1. 35
  1.  

  2. 6

    Perhaps a useful perspective is thinking of spam against your site as a war of attrition. If your costs are equal or lower to your enemy (per-query) then they won’t act much and you can sit back in your deck chair on the castle. If every action they take is cheap for them but expensive for you then you’re pretty much skewered.

    The “obvious” way around this is to make your site as cheap per query as possible. Whilst that’s dead easy for my boring blog I suspect this is a completely stupid suggestion for Marginalia :)

    The only other option is to make their queries more costly:

    • Using a 3rd party spam filtering service (like the article details)
    • Requiring registration and login before submitting queries
    • Requiring human-solved captchas
    • Requiring (not in a crypto-money sense) “proof of work” client-solved captchas.

    The last item might (might?) be a possibility. Some annoying javascript algorithm that takes several seconds of processing to solve a puzzle the server already (cheaply) knows the answer to. If the correct answer isn’t submitted with the query then the query is blocked. Sadly this also batters accessibility.

    On my blog I implement a combo of a single-word captcha and a blank-field captcha. I’m only happy with it because I have a global limit if things go askew, which provides a nice human-scale backup. That’s also not really feasible for your site :/

    Users accounts and logins is a sucky solution. I’ve read before that often the users that sign up are the worst abusers :| and handling user registrations is a PITA for everyone including you.
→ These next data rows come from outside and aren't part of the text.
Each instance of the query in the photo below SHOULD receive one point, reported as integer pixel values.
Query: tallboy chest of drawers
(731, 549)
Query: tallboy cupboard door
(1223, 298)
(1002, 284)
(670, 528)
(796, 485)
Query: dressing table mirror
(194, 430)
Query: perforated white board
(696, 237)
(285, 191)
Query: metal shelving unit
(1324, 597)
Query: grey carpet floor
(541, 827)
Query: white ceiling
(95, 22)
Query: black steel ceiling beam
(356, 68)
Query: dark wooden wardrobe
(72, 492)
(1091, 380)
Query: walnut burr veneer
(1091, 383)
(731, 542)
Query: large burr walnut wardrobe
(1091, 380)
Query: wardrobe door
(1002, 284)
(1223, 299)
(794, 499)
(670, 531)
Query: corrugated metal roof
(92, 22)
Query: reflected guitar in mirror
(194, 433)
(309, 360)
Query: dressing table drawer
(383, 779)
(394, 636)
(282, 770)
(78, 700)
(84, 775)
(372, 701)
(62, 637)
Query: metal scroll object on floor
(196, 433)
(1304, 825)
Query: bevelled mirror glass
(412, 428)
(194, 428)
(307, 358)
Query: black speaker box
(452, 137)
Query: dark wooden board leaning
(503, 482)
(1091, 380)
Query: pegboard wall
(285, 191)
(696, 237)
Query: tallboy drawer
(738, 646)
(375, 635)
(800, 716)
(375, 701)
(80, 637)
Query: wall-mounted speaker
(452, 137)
    Maybe even something simpler and stupider like getting them to send a predefined 100KiB block of text in a <textarea></textarea> every time they query (which still costs you, but perhaps overall deflects enough/all of the bots to gain a net win). Keep upping its size until you see an impact. It would be a minor accessibility cost to users on limited bandwidth or capped connections and a zero accessibility cost for people using non-standard browsers (screen readers, etc).

    1. 5

      upwards of 15 queries per second from bots

      The search engine is hosted on residential broadband, it’s hosted on a souped up PC.
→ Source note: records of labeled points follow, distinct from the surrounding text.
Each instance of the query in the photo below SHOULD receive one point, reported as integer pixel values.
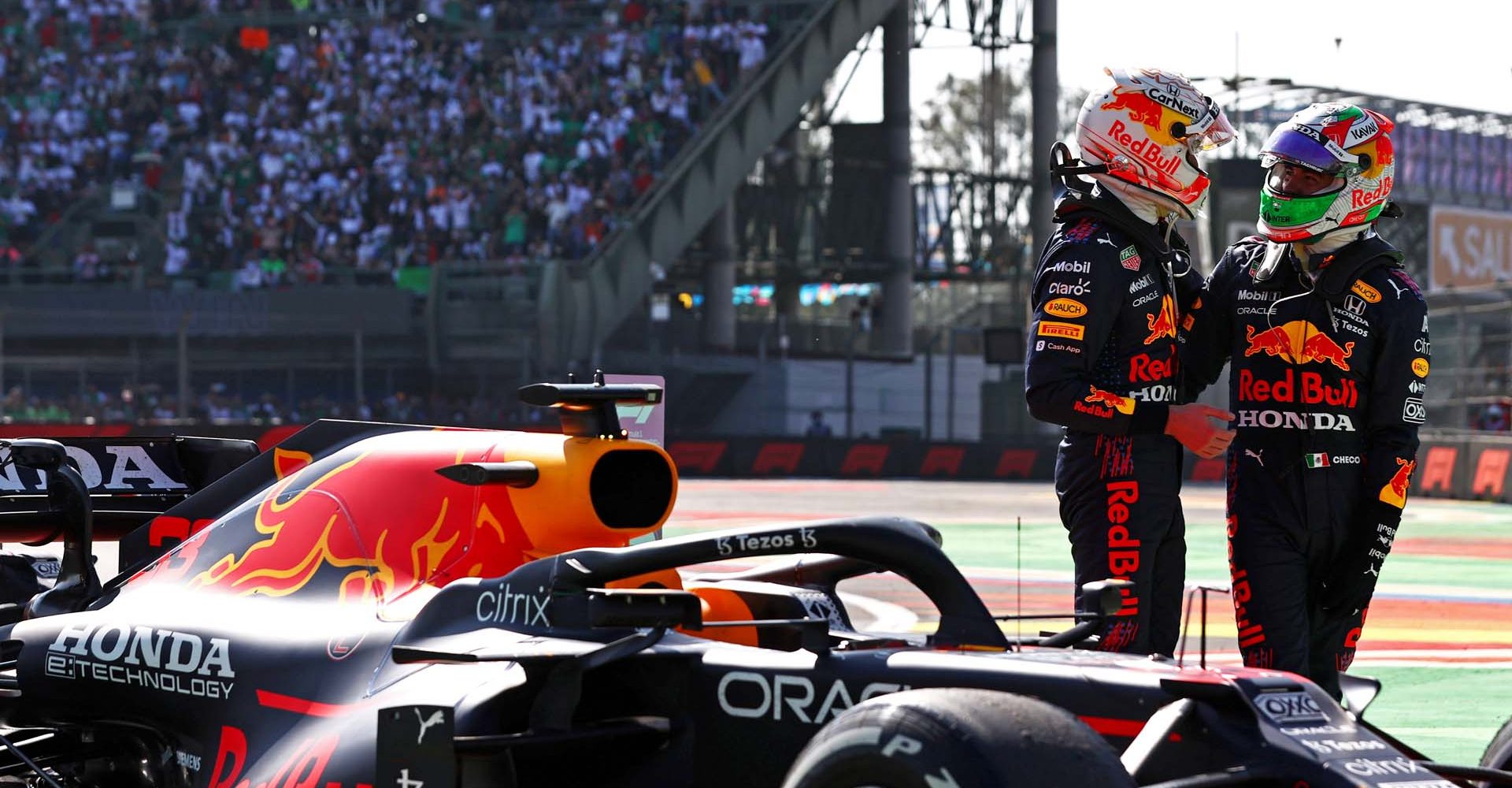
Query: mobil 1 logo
(416, 748)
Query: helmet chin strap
(1148, 206)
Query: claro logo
(1066, 307)
(756, 696)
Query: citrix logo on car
(802, 537)
(143, 656)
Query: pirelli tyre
(1499, 753)
(956, 737)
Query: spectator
(817, 427)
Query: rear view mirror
(644, 607)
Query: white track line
(885, 616)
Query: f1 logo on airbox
(509, 607)
(1145, 149)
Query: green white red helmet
(1147, 131)
(1346, 143)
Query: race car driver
(1329, 348)
(1102, 357)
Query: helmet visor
(1211, 129)
(1292, 144)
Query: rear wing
(131, 481)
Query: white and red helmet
(1147, 131)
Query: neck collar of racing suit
(1336, 273)
(1114, 210)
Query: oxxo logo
(1287, 708)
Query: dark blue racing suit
(1328, 381)
(1102, 363)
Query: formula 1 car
(374, 605)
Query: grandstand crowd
(380, 136)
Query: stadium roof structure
(1446, 154)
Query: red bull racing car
(374, 605)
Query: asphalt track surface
(1438, 636)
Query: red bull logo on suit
(1298, 342)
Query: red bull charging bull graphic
(1162, 324)
(1396, 490)
(1298, 342)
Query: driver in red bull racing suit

      I feel like that mostly sums up the particular problem for the author. I understand that a search engine probably requires significantly more resources to serve requests than other kinds of sites or web apps, but yeah.

      Bots are definitely problems for some of the other situations that are mentioned like web forums and comment sections. That being said, you can usually get a lot of that fixed using simple methods like captchas or having any kind of login system in front of it.

      On the other hand, consider the search engine itself. It wouldn’t be possible without a bot crawling + scraping huge numbers of websites repeatedly. Yeah I know there are “good bots” and “bad bots” but the idea is that bots are a feature rather than a bug of the internet.

      I really don’t believe that bots are “absolutely crippling the Internet ecosystem” or that “They’re a major part in killing off web forums, and a significant wet blanket on any sort of fun internet creativity or experimentation”.

      1. 1

        I feel like that mostly sums up the particular problem for the author. I understand that a search engine probably requires significantly more resources to serve requests than other kinds of sites or web apps, but yeah.

        On the other hand, I suspect there are enough SEO/adspam bots out there that Jevons Paradox applies. Run on a faster server, get more bot queries.

      2. 3

        “Botspam Apocalypse” would make a great name for a band.

        1. 2

          Would have been a good name for this lot …

          https://www.youtube.com/watch?v=9gMX_hR-RoM

        2. 2

          I doubt anyone is coding bots for marginalia. Captcha: “write ‘hello’ in this text field”. Need something harder? “draw an X using this 3x3 grid of checkboxes”.